February 14, 2020 – 11:15 AM
TSRB auditorium

Cedric Langbort

University of Illinois at Urbana Champaign

Abstract

We consider situations in which better informed agents must decide which message to transmit to a decision-making receiver, so as to influence the decision in their favor.

Such scenarios, some versions of which have been considered earlier in Economics under the umbrellas of ‘cheap talk’ and ‘persuasion theory’ have found renewed relevance in a number of cyber-socio-physical contexts, and have interesting connections to both information and game theory.

Starting with the simplest single transmitter-single receiver setup, we present several variants of such strategic information transmission of increasing complexity, in terms of (1) strategic refinement and rationality of the players, (2) information asymmetries and (3) sender network structure, as well as applications.

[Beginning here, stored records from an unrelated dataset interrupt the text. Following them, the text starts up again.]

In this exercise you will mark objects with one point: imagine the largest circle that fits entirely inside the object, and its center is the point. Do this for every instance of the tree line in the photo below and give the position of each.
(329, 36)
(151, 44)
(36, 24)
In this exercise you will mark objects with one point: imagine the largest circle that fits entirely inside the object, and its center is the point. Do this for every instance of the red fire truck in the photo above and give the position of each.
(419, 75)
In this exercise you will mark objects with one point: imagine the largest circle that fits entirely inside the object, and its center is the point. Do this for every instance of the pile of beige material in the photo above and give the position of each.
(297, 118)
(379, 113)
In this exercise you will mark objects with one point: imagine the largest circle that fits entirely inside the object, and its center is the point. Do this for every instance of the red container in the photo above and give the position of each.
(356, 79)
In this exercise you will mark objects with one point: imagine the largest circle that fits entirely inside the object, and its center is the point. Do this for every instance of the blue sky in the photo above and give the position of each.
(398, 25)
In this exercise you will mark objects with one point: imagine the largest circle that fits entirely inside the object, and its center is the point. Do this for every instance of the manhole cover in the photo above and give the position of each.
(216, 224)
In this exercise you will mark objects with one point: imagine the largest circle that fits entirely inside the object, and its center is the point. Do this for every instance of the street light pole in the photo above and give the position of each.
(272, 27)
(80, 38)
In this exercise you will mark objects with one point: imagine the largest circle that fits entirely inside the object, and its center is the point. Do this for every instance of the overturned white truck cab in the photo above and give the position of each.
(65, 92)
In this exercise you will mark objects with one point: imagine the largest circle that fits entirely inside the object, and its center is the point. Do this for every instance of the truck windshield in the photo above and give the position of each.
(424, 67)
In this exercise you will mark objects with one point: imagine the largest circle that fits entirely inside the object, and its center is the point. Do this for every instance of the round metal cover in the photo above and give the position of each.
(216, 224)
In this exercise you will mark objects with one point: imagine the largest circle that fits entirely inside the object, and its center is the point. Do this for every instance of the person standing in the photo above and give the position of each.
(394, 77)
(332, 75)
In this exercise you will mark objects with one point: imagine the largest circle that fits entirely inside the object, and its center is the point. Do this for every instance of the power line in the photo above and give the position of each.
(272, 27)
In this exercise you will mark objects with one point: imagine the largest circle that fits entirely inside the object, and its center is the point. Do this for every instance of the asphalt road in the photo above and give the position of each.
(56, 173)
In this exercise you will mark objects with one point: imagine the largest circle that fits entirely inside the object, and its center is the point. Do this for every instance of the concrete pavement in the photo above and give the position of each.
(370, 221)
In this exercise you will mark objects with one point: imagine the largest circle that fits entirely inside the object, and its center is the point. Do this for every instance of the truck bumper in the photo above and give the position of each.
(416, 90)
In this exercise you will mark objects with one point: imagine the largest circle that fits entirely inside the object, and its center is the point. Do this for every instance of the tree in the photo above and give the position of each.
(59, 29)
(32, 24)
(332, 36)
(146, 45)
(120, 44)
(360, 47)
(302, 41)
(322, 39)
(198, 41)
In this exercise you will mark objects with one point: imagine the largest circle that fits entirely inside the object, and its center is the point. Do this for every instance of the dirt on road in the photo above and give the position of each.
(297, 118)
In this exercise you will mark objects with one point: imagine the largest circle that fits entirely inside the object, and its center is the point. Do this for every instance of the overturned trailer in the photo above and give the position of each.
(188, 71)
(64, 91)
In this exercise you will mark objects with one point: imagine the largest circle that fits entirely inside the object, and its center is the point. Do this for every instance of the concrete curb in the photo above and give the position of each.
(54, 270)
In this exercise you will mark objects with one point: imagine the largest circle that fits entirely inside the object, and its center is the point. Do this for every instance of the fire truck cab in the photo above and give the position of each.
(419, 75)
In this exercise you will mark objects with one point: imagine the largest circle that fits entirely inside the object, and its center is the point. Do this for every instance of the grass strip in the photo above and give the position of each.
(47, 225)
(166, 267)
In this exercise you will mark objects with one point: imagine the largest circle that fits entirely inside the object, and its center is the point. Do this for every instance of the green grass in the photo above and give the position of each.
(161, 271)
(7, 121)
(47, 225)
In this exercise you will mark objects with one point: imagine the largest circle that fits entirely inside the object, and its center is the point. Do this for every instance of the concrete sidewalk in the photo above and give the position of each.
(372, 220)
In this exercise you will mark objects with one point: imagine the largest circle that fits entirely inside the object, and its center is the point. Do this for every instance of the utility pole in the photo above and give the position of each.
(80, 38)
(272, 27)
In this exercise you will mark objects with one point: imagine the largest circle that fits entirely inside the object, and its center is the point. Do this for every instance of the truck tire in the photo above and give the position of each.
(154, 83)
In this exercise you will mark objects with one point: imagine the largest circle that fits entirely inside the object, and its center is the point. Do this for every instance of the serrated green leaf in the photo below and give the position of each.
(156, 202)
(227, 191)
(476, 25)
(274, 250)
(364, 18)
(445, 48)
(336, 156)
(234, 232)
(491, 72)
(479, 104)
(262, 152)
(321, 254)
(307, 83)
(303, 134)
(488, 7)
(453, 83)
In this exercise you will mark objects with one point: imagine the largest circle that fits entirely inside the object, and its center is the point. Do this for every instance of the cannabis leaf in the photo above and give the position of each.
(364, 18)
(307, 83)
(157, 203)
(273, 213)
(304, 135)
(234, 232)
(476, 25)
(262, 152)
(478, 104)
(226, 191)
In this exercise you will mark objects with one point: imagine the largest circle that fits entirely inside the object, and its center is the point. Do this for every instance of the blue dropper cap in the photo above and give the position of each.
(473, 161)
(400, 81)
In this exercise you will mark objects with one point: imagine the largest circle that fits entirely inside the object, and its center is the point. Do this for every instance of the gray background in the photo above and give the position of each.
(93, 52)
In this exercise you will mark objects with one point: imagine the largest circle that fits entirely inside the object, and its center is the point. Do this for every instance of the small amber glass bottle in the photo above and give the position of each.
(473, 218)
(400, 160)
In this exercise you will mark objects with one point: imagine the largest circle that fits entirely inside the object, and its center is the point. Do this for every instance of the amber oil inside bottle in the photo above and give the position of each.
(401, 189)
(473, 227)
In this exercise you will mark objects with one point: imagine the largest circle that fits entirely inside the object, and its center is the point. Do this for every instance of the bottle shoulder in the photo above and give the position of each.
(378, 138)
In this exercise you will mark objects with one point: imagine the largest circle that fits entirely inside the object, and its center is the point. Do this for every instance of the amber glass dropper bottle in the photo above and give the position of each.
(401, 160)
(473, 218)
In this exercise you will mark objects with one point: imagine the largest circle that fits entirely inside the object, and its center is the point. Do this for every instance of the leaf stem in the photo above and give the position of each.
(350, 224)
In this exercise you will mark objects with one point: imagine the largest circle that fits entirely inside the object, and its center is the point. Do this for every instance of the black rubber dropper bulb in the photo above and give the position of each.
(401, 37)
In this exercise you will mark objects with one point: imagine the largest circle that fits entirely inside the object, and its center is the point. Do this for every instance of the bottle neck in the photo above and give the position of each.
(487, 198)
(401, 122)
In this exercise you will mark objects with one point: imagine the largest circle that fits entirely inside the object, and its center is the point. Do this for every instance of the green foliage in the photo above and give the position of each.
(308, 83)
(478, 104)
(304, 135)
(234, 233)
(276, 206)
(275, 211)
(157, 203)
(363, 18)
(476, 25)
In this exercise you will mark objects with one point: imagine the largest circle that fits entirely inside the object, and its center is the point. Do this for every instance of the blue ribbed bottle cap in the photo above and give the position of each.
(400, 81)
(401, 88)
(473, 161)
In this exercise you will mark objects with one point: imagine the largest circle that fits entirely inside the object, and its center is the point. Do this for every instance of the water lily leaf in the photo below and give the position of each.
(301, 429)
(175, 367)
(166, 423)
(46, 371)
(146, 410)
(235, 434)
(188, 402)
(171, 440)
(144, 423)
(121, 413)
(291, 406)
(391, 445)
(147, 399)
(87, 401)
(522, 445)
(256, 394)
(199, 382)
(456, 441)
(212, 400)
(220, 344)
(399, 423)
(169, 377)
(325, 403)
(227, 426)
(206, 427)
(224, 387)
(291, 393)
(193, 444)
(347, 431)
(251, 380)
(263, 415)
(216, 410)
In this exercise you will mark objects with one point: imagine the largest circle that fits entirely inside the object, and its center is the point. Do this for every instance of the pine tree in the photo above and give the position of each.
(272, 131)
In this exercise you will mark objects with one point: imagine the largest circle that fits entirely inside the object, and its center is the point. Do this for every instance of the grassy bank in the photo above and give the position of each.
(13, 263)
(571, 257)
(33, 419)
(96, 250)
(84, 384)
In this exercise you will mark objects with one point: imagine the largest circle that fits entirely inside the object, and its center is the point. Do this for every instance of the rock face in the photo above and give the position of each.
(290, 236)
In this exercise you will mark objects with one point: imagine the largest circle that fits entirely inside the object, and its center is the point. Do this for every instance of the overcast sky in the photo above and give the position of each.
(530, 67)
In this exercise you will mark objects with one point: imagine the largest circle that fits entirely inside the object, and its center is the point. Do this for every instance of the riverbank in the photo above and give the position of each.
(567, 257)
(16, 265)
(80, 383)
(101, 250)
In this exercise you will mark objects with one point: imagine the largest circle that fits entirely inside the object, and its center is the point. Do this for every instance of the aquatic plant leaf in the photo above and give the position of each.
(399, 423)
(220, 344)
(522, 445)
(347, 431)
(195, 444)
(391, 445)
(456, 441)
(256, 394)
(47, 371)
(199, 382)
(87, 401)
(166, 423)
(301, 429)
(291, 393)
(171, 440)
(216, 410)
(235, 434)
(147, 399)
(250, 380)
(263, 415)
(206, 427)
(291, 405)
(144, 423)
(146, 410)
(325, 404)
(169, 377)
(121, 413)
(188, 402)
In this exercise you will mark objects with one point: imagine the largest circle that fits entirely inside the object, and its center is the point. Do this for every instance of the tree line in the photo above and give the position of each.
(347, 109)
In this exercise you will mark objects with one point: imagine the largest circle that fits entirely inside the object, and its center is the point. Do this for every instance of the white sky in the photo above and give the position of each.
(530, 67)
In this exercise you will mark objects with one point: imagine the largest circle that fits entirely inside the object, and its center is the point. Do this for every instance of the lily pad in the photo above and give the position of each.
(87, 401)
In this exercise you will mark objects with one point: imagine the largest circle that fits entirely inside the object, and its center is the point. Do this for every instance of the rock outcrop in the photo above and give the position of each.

The nature of equilibrium sending strategies, as well as the sender’s ability to reach an appropriate decision despite deception vary widely depending on these assumptions, thus illustrating the subtlety of these deception games.

Biography

Cedric Langbort is an Associate Professor of Aerospace Engineering at the University of Illinois at Urbana–Champaign (UIUC), where he is also affiliated with the Decision & Control Group at the Coordinated Science Lab (CSL), and the Information Trust Institute. Prior to joining UIUC in 2006, he studied at the Ecole Nationale Superieure de l’Aeronautique et de l’Espace-Supaero in Toulouse (France), the Institut Non-Lineaire in Nice (France), and Cornell University, from which he received the Ph.D. in Theoretical & Applied Mechanics in January 2005. He also spent a year and a half as a postdoctoral scholar in the Center for the Mathematics of Information at Caltech. He works on applications of control, game, and optimization theory to a variety of fields; most recently to “smart infrastructures” problems within the Center for People & Infrastructures which he co-founded and co-directs at CSL. He is a recipient of the NSF CAREER Award, the advisor of an IEEE CDC Best Student Paper Award recipient, and has been an associate editor for OCAM, the journal of Optimal Control Application and Methods, as well as for Systems & Control Letters.